Julie Dean, a local resident who received the leaflet, told the Wirral Globe: "It is publications like this that drive up the suicide rate for young gay people. Now every homophobic idiot thinks they have an excuse to terrorize lesbians and gays after a rowdy night at the pub, and I can guarantee that it will happen".

British gay Rainbow Network has also branded the claims as "outlandish" and irresponsible and the comments are "not helpful at a time when gay people still face the threat of violence".

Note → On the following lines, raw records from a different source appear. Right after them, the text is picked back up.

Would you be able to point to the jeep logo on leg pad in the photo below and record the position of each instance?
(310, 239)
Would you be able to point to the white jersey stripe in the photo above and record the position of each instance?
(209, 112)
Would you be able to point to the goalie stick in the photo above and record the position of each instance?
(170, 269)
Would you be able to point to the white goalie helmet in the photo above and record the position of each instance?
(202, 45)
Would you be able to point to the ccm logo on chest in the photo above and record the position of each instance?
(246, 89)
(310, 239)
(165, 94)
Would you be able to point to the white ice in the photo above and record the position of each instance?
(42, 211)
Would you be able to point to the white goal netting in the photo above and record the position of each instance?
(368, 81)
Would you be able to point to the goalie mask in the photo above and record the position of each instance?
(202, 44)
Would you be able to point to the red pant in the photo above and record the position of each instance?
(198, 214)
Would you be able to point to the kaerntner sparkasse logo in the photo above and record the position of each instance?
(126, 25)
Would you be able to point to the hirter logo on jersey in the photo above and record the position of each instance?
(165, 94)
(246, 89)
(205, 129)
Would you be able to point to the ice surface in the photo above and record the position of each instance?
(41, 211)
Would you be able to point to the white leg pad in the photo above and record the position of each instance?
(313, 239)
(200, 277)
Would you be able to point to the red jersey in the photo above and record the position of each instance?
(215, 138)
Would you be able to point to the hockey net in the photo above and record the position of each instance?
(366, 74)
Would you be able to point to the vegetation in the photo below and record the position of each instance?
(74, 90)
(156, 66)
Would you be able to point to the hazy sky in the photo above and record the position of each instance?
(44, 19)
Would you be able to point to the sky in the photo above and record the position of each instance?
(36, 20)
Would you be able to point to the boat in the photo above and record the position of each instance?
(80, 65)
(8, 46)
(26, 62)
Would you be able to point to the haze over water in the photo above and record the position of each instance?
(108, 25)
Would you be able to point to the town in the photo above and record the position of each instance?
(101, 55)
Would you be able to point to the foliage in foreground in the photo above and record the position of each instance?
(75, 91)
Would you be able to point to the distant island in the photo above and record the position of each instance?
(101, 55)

About Foot-and-mouth disease

Foot-and-mouth disease (FMD) is a highly infectious viral disease that can spread by direct or indirect contact with infected animals, in which fever is followed by the development of vesicles or blisters - chiefly in the mouth or on the feet.

"FMD is predominantly a disease of animals, which, on very rare occasions is transmitted to humans", Professor Tony Hart, an expert in infectious diseases at the University of Liverpool, told the BBC.

He said he was not aware of any other case in which a human, having picked up the infection, passed it onto another human. However, he said that it was possible that an infected human could pass the virus onto animals - which are far more susceptible to infection.

While the disease is rarely fatal, except in the case of very young animals, which may die without showing any symptoms, infected animals lose condition and secondary bacterial infections may prolong convalescence. The most serious effects of the disease however are seen in dairy cattle. Loss of milk yield, abortion, sterility, chronic mastitis, and chronic lameness are commonplace.